## Allocating data into a structure faster

on 9 Sep 2011

Jan

I'm trying to improve the efficiency of my code. Essentially I'm importing data into matlab every couple seconds, the data is a cell array with 3 columns for each data point [time, name, data], like this:
A = [7.3468e+005] 'M001' [0.5000]
[7.3468e+005] 'M016' [0.0861]
[7.3468e+005] 'M002' [0.2693]
[7.3468e+005] 'M009' [0.7381]
[7.3468e+005] 'M004' [ 10]
And I want to organize it based on the data names.

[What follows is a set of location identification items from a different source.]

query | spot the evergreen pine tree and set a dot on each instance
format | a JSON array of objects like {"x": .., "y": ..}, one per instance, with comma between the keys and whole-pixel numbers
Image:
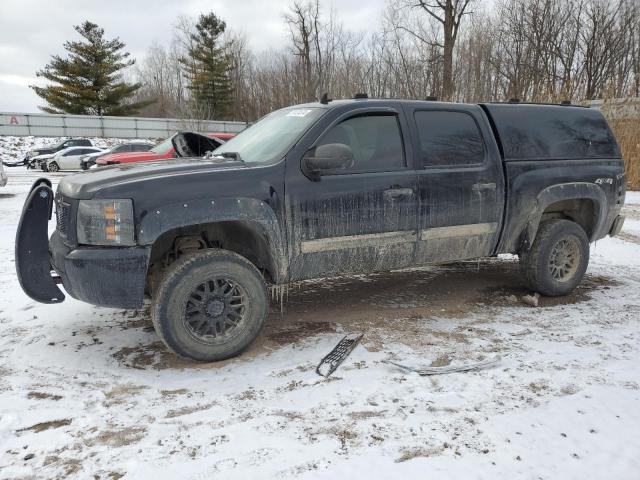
[
  {"x": 89, "y": 81},
  {"x": 207, "y": 66}
]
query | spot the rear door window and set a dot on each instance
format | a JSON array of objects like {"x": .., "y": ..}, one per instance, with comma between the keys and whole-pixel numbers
[
  {"x": 448, "y": 138},
  {"x": 374, "y": 139}
]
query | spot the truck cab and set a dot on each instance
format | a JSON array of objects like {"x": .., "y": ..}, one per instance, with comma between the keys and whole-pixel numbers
[{"x": 324, "y": 189}]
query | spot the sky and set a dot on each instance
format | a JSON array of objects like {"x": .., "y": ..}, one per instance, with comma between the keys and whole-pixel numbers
[{"x": 33, "y": 30}]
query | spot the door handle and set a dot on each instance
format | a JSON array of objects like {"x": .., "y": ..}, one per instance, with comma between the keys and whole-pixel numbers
[
  {"x": 398, "y": 192},
  {"x": 478, "y": 187}
]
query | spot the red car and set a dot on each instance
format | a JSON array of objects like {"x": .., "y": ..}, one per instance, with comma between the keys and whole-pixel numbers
[{"x": 195, "y": 145}]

Currently I'm using a for loop and dynamic field names to put the data into a structure like this:
for xx = 1:1:A_length
data.(A{xx,2}).time = [data.(A{xx,2}).time([2:2500]); A{xx,1}];
data.(A{xx,2}).data = [data.(A{xx,2}).data([2:2500]); A{xx,3}];
end
So the newest data is always at the end and the structure is always preallocated to 2500 data points.
I'm looking for ideas to speed this up. I was hoping to avoid the for loop all together, like this:
data.(A{:,2}).time = [data.(A{:,2}).time([2:2500]); A{:,1}];
data.(A{:,2}).data = [data.(A{:,2}).data([2:2500]); A{:,3}];
But I've been told that's a no go. Any ideas?

Fangjun Jiang

Fangjun Jiang

on 9 Sep 2011
Do you have freedom to re-design your structure? I would use A.M016=[7.3468e+005,0.0861]; for example to reduce the level of structure.
Chris

Chris

on 15 Sep 2011
I might be able to, I'd have to look into it. But even if I could put A into a better format I still have to sort it into the data structure using a for loop.
I'm not sure that
data.([data_name]).time = A.([data_name])(2);
is any faster than
data.([data_name]).time = A{xx,3};

Jan

on 9 Sep 2011

Under MATLAB 2009a time([2:2500]) is 10 times slower than time(2:2500). Actaully [a:b] creates the vector a:b and converts it to a vector again, which does not have such a big overhead. But internally time(a:b) checks only for a and b if they exceed the dimensions, and for time([a:b]) this check is performed for each element of the index vector.
Another explanation: in time([a:b]) the vector a:b is created explictely, but in time(a:b) it is not.
Getting A{xx,2} repeatedly wastes time. Better create a temporary variable:
for xx = 1:A_length
tmp = A{xx,2};
data.(tmp).time = [data.(tmp).time(2:2500); A{xx,1}];
data.(tmp).data = [data.(tmp).data(2:2500); A{xx,3}];
end
Nevertheless, using a different data structure would be much faster, e.g. collecting time and data in a matrix and the names 'M001' etc in a cell string. Then the vectorization would be possible and easy.

Chris

Chris

on 13 Sep 2011
Both ideas helped. Looks like the script is running 30-50% faster now. Thanks.